The Aussies romped to a 4-0 series win. Picture. Phil Hillyard
The Aussies romped to a 4-0 series win. Picture. Phil Hillyard

Smith‘s plea to Aussie selectors

STEVE Smith has implored selectors to keep the faith for next year's shot at drought-breaking Ashes history in the UK, starting with the backing in of Cameron Bancroft for the tour of South Africa.

The Australian captain gave the out-of-form Bancroft the strongest possible endorsement to be retained to take on the Proteas' high-voltage attack in March, but Smith makes no secret of the fact he has his eye on the biggest prize of all.

Australia has not won an Ashes series in the UK since 2001 and Smith believes the unit that systematically dismantled England 4-0 this summer - culminating in Monday's innings and 123-run carve-up at the SCG - has the potential to end the curse once and for all.

In Smith's short captaincy, his dressing room has often resembled a revolving door, with more players passing through than Steve Waugh had to deal with in his entire tenure as skipper - including Peter Handscomb and Matt Renshaw this summer.

The moving ball has destroyed Ricky Ponting and Michael Clarke's UK teams, but Smith believes he has a side fast proving they're capable to adapting to all conditions.

Australia's four-pronged bowling attack took 20 wickets each in a comprehensive and ruthless display, but Smith went into bat for the only poor performer Bancroft, the 25-year-old opener he believes must be shown some love for the next acid test on the road to the return Ashes series - a heavy-duty campaign to South Africa.

Australian captain Steve Smith and his team with the urn after defeating England at the SCG. Picture. Phil Hillyard
Australian captain Steve Smith and his team with the urn after defeating England at the SCG. Picture. Phil Hillyard

Selectors will sit down to pick a 15-man South African squad in the next fortnight, and if Smith's vote of confidence is anything to go by, Bancroft will open the innings against Dale Steyn and the world's best attack.

"He's worked hard and probably hasn't scored as many runs as he would have liked throughout this series but he's a good young player, he's a great character and he's got a terrific work ethic and the more he plays he's going to continue to improve and get better," said Smith.

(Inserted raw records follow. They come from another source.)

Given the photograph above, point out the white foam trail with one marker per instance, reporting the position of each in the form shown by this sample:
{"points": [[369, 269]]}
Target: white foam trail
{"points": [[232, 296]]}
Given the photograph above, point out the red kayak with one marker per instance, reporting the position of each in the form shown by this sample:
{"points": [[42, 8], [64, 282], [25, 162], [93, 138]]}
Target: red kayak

"If the selectors keep the faith and I hope they do then it'll only be good for him and good for the group.


"A lot can change between now and then that's still a long time away but this team has been magnificent this series.

"The cricket we've played has been great. The more we play together, the more we're going to get better as a group.

"We've just got to keep getting better and improving as a team.

"England in 2019 it is a long way away but it's a real challenge for us as well and a bucket list for mine to win an Ashes series in England."

Australia have played an attritional game in this series that has grinded England down to the ground.

Last year they made advancements in spinning conditions in India and Bangladesh, without completely nailing those opportunities.

However, the greatest challenge of all for Australian cricket over the past two decades has been defeating the old enemy in the UK.

Smith admits he's already started thinking about how it can be done - as he talked up the role experienced stars Shaun Marsh and Tim Paine might play in 18 months time.

"I think it's different obviously to playing a Kookaburra here," said Smith.

"(In England) it can move around consistently at times and I think everyone is vulnerable to a moving ball. It's about finding a way to have a solid defence and a game plan that can work in those conditions and over the next couple of years guys are going to continue to develop and get that game plan in place."

Australia needed six wickets to finish off the fifth Test in Sydney on Monday, but that was whittled down to five just after lunch when England captain Joe Root was unable to return from a debilitating stomach bug.

Pat Cummins stepped up to take four wickets and finish the series' highest-wicket-taker as he took down the final line of defence, Jonny Bairstow (38) plumb lbw.

Nathan Lyon started the rot by getting rid of Moeen Ali for the seventh time in nine innings this series - one of the most dominant performances ever by a bowler against an opposing batsman.

Smith was out on his own as the man of the series with one of the most almighty performances ever by a batsman, however the skipper believes the 4-0 result was a result of players pitching in across the board.

Earlier last year, Smith was Superman in India but Australia fell short because not enough teammates went with him.

"You can't really win an Ashes series when that's the case (no one stepping up) so it's been good that so many different people have stepped up at different times to help us win the series," said Smith.

"You see the Marsh boys with Shaun through the whole series and Mitch through the last Test match has been magnificent. All the bowlers have been great and Tim Paine has been exceptional behind the stumps and scoring valuable runs at times as well.

"That's what's been so special about it."